An ebullient nature lover’s paean to birds.

A charming bird journey with the bestselling author.

In his introduction to Tan’s “nature journal,” David Allen Sibley, the acclaimed ornithologist, nails the spirit of this book: a “collection of delightfully quirky, thoughtful, and personal observations of birds in sketches and words.” For years, Tan has looked out on her California backyard “paradise”—oaks, periwinkle vines, birch, Japanese maple, fuchsia shrubs—observing more than 60 species of birds, and she fashions her findings into delightful and approachable journal excerpts, accompanied by her gorgeous color sketches. As the entries—“a record of my life”—move along, the author becomes more adept at identifying and capturing them with words and pencils. Her first entry is September 16, 2017: Shortly after putting up hummingbird feeders, one of the tiny, delicate creatures landed on her hand and fed. “We have a relationship,” she writes. “I am in love.” By August 2018, her backyard “has become a menagerie of fledglings…all learning to fly.” Day by day, she has continued to learn more about the birds, their activities, and how she should relate to them; she also admits mistakes when they occur.
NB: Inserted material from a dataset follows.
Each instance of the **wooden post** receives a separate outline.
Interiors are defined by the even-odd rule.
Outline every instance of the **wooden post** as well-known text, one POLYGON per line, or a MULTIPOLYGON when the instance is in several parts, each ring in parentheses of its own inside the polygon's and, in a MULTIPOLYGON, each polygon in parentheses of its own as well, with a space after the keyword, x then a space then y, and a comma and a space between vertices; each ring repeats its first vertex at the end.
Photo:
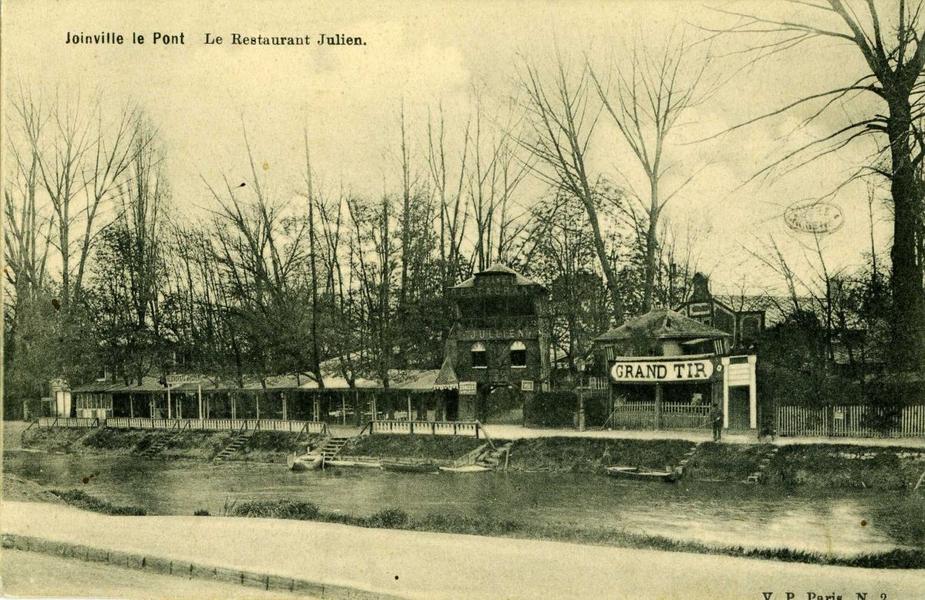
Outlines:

In December 2018, she was excited to observe a Townsend’s Warbler—“Omigod! It’s looking at me. Displeased expression.” Battling pesky squirrels, Tan deployed Hot Pepper Suet to keep them away, and she deterred crows by hanging a fake one upside down. The author also declared war on outdoor cats when she learned they kill more than 1 billion birds per year. In May 2019, she notes that she spends $250 per month on beetle larvae. In June 2019, she confesses “spending more hours a day staring at birds than writing. How can I not?” Her last entry, on December 15, 2022, celebrates when an eating bird pauses, “looks and acknowledges I am there.”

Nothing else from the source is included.